Чем же, в сущности, отличается современный средний член западного общества от своего палеолитического предка? Да почти что ничем. Мужчина каждое утро уходит на работу, где /40/ проводит день с другими такими же мужчинами в составе «односамцовых групп». Вечером он несет добычу (теперь уже не кусок мяса, а деньги) жене, которая воспитывает детей на общей для нее и мужа территории. По вечерам мужчины снова собираются в клубе или на бейсбольном матче. Молодые индивиды мужского пола также формируют однополые группы, которые, наподобие таковых у обезьян-лангуров, зачастую несут угрозу для семей, охраняющих собственные территории (квартиры). Вероятно, нет смысла продолжать перечень этих беспомощных аналогий. Обратимся лучше к тому, каким образом Д.Моррис раскрывает суть разных типов поведения человека, облекая свои рассуждения в термины этологической теории инстинкта и социальных релизеров.

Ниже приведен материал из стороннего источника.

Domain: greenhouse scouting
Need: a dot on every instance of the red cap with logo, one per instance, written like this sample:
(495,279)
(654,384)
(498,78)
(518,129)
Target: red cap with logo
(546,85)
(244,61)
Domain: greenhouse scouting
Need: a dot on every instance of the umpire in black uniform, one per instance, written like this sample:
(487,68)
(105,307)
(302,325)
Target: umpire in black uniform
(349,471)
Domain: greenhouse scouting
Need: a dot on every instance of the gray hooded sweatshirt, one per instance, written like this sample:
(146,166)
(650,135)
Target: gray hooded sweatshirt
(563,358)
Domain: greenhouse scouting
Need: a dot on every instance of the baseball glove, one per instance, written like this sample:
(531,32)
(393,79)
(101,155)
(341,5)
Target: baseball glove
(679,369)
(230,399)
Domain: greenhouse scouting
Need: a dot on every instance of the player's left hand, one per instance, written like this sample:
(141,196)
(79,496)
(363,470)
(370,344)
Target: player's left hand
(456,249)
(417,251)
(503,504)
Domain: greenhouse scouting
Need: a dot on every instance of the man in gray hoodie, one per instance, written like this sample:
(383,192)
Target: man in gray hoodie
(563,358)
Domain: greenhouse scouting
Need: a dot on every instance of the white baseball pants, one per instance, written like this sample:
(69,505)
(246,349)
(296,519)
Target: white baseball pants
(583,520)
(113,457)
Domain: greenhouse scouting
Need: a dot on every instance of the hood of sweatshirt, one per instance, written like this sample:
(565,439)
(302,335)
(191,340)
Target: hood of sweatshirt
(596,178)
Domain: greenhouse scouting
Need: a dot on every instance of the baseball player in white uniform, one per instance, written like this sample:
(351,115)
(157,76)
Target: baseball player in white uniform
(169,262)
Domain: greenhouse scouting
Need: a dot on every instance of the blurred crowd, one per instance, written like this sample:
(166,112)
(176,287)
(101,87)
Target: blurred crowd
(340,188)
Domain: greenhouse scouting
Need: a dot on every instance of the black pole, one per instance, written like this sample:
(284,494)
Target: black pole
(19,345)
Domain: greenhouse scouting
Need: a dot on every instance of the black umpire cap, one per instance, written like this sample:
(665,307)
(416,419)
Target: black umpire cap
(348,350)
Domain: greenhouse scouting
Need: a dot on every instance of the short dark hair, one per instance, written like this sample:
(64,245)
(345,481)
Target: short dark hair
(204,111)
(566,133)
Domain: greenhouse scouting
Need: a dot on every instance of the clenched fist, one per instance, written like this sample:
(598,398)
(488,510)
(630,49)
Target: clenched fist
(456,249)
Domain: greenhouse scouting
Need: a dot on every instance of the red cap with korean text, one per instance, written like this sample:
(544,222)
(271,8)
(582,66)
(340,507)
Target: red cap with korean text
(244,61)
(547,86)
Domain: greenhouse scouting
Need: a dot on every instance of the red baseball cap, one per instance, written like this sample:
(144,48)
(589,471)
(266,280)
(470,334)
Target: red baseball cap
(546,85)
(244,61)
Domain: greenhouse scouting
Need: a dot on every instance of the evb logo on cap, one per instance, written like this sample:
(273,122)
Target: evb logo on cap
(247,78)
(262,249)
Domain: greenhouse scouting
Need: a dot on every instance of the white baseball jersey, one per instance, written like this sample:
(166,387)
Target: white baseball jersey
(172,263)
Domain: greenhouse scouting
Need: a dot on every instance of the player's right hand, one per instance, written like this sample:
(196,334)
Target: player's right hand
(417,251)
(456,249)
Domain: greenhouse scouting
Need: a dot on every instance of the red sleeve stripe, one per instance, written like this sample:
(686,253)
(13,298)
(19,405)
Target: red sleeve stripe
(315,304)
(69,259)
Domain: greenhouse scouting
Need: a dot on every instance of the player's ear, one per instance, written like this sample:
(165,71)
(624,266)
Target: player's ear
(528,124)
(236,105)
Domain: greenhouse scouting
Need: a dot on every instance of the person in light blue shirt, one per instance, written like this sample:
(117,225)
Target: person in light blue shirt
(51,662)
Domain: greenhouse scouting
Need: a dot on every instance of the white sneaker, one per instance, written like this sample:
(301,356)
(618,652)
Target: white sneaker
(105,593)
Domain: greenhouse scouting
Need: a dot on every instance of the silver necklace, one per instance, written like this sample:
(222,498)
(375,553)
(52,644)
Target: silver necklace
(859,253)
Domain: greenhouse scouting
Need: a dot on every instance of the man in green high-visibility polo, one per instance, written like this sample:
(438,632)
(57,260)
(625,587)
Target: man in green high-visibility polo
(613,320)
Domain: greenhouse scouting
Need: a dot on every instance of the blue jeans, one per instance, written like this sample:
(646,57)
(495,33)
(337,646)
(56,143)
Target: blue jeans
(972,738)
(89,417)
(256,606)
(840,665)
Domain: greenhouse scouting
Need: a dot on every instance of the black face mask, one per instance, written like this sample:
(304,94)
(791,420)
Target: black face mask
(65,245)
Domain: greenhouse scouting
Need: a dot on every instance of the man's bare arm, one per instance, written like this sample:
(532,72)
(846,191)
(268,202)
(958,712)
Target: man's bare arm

Каждая глава книги Д.Морриса (за исключением первой, где рисуются пути эволюции человека, и последней, трактующей тему одомашнивания животных) посвящена, как говорят исследователи поведения, определенному типу активности: исследовательской, пищевой, половой, самоохранительной (включая сюда и агрессивность), родительской. Недостаток места заставил нас ограничиться кратким анализом всего лишь двух глав, одна из которых имеет дело со сравнительно простым типом индивидуального поведения – питанием, а другая рассматривает гораздо более сложно структурированные акции, лежащие в основе сексуальных контактов.

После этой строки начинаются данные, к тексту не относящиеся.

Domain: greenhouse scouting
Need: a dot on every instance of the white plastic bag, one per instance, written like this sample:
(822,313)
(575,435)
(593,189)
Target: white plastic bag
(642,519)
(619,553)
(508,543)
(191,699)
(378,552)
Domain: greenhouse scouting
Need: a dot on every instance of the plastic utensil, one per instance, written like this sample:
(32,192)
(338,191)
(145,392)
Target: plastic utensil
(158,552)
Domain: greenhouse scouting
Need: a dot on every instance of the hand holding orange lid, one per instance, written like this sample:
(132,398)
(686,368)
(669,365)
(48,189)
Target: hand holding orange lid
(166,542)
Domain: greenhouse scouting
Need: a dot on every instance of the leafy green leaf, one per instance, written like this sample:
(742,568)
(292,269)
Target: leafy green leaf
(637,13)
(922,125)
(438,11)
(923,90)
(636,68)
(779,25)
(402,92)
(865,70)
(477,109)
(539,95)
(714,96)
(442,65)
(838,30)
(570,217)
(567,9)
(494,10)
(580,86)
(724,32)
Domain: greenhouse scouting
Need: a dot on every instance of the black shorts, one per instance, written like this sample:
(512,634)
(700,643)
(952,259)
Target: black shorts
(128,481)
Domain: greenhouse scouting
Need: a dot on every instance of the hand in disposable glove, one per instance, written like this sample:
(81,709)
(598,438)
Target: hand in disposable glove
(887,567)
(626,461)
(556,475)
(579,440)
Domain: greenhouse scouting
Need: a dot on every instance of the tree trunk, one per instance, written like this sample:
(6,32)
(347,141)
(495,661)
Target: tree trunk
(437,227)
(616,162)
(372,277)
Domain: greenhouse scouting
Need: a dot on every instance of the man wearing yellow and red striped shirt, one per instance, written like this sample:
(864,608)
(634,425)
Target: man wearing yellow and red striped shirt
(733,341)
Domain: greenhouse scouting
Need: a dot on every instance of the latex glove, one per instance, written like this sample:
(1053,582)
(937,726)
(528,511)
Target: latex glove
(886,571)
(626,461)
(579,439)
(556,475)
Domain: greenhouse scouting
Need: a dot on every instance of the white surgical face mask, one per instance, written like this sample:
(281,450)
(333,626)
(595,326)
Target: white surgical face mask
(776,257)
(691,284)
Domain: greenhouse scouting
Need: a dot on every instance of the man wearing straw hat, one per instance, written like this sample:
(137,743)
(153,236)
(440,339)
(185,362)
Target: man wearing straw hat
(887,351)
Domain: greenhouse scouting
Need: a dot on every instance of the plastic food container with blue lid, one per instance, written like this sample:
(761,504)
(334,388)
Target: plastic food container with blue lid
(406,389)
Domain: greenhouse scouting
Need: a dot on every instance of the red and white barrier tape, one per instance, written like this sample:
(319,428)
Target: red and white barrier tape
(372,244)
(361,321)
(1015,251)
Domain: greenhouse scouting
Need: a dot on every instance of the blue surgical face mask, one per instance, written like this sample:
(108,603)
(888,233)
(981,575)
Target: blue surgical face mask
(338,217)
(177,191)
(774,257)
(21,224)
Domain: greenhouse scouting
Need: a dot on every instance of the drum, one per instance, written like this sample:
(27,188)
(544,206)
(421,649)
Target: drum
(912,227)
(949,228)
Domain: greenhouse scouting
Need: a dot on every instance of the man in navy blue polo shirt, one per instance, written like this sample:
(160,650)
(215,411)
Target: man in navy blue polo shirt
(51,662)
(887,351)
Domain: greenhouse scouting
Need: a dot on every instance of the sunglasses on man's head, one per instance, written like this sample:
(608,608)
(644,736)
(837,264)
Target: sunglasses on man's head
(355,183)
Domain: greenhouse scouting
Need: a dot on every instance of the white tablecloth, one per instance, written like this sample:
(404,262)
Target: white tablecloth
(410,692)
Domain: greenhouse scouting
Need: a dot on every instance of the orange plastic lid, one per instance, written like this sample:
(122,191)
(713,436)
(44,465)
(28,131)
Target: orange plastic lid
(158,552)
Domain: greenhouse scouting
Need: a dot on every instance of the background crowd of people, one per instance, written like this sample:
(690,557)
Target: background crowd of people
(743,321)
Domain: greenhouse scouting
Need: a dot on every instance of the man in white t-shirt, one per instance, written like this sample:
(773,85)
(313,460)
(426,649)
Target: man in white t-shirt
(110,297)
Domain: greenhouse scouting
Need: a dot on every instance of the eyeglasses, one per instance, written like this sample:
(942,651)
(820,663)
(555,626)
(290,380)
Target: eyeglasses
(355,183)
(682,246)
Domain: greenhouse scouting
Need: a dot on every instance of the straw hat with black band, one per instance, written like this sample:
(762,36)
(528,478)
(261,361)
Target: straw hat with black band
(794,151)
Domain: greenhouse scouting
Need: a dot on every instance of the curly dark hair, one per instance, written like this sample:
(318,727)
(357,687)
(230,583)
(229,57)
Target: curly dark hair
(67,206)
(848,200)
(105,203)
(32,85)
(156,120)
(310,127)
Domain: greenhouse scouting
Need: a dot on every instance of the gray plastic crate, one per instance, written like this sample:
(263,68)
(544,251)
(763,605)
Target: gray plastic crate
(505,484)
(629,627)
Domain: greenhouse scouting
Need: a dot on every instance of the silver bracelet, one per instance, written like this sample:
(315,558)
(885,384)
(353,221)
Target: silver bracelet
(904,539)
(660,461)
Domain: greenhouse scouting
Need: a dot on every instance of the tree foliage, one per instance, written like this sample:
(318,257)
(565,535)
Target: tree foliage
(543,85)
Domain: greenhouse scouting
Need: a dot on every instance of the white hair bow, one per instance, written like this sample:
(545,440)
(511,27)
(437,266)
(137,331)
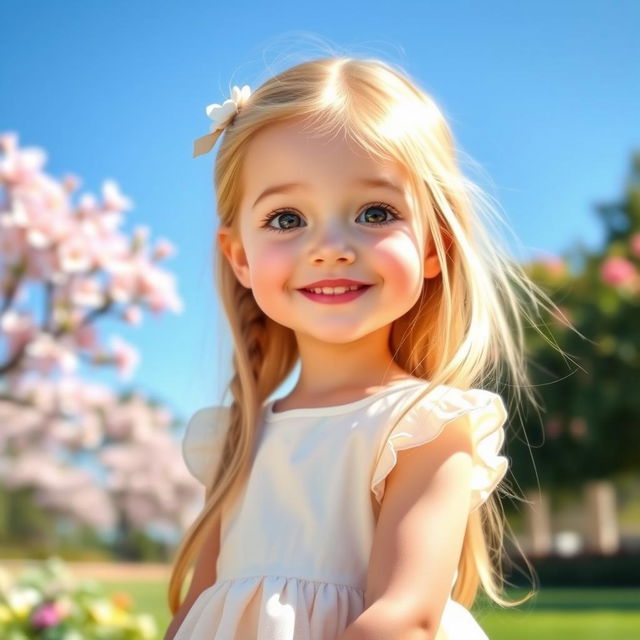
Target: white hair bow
(222,115)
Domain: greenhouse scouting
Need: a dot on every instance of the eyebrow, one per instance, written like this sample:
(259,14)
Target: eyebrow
(291,186)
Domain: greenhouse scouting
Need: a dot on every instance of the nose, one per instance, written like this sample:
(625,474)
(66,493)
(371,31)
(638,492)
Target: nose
(332,245)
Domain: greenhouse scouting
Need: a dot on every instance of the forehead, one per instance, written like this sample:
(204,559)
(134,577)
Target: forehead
(292,151)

По поводу пищевого поведения человека Д.Моррису не удается сказать многого – посвященная ему глава самая короткая в книге. Ведущая здесь тема – хищная сущность голой обезьяны. Отсюда и целый ряд «откровений» по поводу видоспецифичности кормового поведения «современного» человека. Например, подогревает пищу он для того, чтобы придать ей температуру тела только что убитой жертвы – в этом отголосок хищнических повадок наших далеких предков. Вместе с тем высокая температура улучшает вкусовые качества пищи, придавая ей разнообразие – тут говорят еще более ранние привязанности, связанные с предыдущей стадией типичного примата, промышлявшего собирательством фруктов и насекомых. Человек ест не более трех-четырех раз в день. И в этом он следует обычаю охотника съедать как можно больше сразу же после охоты, а не отщипывать по кусочку на протяжении всего дня – как это делает обезьяна, рыскающая по лесу весь день и съедающая там плод, здесь – кузнечика. Поедание пищи мелкими порциями у современного человека Д.Моррис называет «смещенной активностью» (см. раздел 2), которая, в согласии с этологической теорией, должна иметь место в ситуациях нервного напряжения (фрустрации). Это, как полагает автор, и имеет место на всевозможных приемах, вечеринках и т.д. Смещенной активностью является и употребление жвачки. Наконец, всевозможные виды спортивной охоты, как и охотничьи игры детей, – это не что иное, как реализация глубоко присущего /41/ человеку охотничьего инстинкта (hunting urge), выливающегося в аппетентное поведение (поиски дичи) и реализуемого в заключительном акте умерщвления жертвы.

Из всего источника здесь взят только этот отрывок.